Great Expectations

By: Sheila Gaudet

After spending the weekend of family togetherness putting up Christmas decorations, I’m free to admit that there were moments…ok…hours…where I wondered if anyone would notice if I didn’t do it.  I have two school aged boys and a husband who all are part of the process, but I often feel like it’s a one-man show.  I know some families who have beautiful “Hallmark Moments” when it comes to getting ready for the holidays, but we are not one of those families.

Our holiday decorating includes a public debate about the height of the potential tree at the tree farm vs. the actual height of our living room ceiling and how one might impact the other.  It includes lengthy discussions about where at least one type of light should be (this year, it was the netting lights for the bushes.  They were found mixed in with the Christmas tree ornaments on day 2), a few broken ornaments, and usually some arguing.  I have optimistic visions every year that the boys have matured, we’ve worked out the tweaks and that this year it will all be like those holiday specials.

This year the weekend planned for decorating included a high school dance, two Cub Scout activities on Saturday, a pet portrait sitting, and a few final projects for my school that are due today.    I was determined, I scheduled, I failed.

I might need to mention that my husband and I have been married about a year and a half.  He has never been part of the Christmas decorating process, because he’s always been out of town and so usually swoops in for Christmas to find the house decorated, cookies baked, presents purchased and wrapped.  I don’t even know if he realizes we send out Christmas cards.  I have a system, imperfect, but a system.   My husband thinks he has a system.  These two systems have nothing even remotely connecting them together.

My husband has never had to decorate his own house.  Can you see this might be a problem?  First, we cannot find the stepladder.  How you lose a stepladder when you have two garages is beyond me, but this is the first problem.  I’m still not sure what they did to get on the roof, but next thing I know my husband is up there.  Now, he didn’t take the lights with him, or the clips, and has never used them before, so I’m now throwing up the icicle lights and the clips and instructing the 14-year-old on how to clip them on to the gutter without falling and splitting his head open.  (Dave Ramsey says that if someone has ever changed your diaper they can never completely trust you with money advice, but I would also include that they will always think you are going to crack your skull open anytime you are above a height of three feet).  We get the lights hung, I find the extension cord (because I put it away when I cleaned the garage this summer), toss it up to the rooftop, plug them in and “TADA,” half a strand is out.  We try a couple things, but decide it can wait until tomorrow for proper assessment as it’s getting dark.  In the meantime, I’m fluffing bows and hanging wreaths.  As I’m doing this, my husband is above me, cleaning out the gutters.  Got the vision?  Not pretty.  Some netting on the bushes (I swore we had more lights last year!) and we are done for the day.

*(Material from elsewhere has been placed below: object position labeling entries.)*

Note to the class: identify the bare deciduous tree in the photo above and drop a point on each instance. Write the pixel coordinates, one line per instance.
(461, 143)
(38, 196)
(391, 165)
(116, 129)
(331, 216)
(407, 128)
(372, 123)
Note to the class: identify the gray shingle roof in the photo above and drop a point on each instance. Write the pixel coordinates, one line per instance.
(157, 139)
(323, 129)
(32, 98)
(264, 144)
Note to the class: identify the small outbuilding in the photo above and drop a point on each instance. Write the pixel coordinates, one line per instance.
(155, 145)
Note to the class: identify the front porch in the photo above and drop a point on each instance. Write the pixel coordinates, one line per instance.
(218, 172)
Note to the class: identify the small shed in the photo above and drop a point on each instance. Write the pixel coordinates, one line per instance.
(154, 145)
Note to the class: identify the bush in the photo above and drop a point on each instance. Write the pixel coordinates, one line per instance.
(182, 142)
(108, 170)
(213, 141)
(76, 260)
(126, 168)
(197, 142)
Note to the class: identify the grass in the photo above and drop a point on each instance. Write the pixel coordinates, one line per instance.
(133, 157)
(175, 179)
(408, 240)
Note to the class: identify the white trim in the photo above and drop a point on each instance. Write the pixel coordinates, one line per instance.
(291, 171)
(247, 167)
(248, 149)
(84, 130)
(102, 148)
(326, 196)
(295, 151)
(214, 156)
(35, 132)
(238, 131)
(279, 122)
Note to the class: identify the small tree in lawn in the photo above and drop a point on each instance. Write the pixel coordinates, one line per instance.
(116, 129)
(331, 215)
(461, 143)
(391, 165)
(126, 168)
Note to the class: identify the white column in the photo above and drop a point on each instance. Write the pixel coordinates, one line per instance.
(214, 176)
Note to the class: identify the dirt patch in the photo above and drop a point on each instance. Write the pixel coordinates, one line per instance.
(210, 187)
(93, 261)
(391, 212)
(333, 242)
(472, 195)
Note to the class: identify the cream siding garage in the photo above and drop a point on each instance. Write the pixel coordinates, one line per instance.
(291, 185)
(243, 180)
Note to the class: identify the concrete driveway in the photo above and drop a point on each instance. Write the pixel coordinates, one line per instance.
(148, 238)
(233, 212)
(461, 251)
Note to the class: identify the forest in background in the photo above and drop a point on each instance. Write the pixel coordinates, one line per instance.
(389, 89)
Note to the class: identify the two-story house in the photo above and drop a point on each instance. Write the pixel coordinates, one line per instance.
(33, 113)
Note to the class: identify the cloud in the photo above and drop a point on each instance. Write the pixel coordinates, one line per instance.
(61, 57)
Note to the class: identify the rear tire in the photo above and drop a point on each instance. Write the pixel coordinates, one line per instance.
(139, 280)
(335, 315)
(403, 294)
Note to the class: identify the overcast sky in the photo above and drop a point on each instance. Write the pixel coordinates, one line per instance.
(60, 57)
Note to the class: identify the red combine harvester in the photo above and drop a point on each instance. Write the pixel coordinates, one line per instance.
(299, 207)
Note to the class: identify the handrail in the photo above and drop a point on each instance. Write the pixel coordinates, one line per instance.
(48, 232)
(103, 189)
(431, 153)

The next day is scheduled to put up the tree.  I figure we can do that and I can still have plenty of time to work on schoolwork.  I take the dogs for their pet portrait (which could have been an hour-long comedy special even though it only took about 20 minutes), the boys are all getting things together for the tree event.

Long and ugly story short-when you are cutting the bottom off the tree, measure twice, cut once.  Otherwise your tree looks like a bush and your wife cries a lot.  We regroup by putting up all the other inside decorations (at least most of them) before bringing in the Christmas bush.  My younger son keeps asking about the tree during the entire process.  There is no good answer.  There is no way to get all my ornaments on the existing tree, so the teenager and I make the call that we will just do the lights and kids ornaments.

The kids ornaments include the ones I buy them each year as part of their individual collections as well as the collection of homemade ornaments we have collected over the years.  A few CDs of holiday music and a successful test of the lights and peace and goodwill is restored.  The house isn’t finished and I haven’t started shopping yet.  The tree is not what I would have envisioned in my dreams.  My 8-year-old pronounced it our “BEST TREE EVER!”  More importantly, he specifically said how much he loved our family time together.  For a child who doesn’t show a lot of affection or vocalize feelings much, this reminded me that holiday gifts come in all shapes and sizes.  Sometimes the best presents are those things we didn’t even know we needed.


2 thoughts on “Great Expectations

  1. So funny. “Your tree looks like a bush and your wife cries a lot” 🙂 I loved this, made me laugh several times thinking of my own family.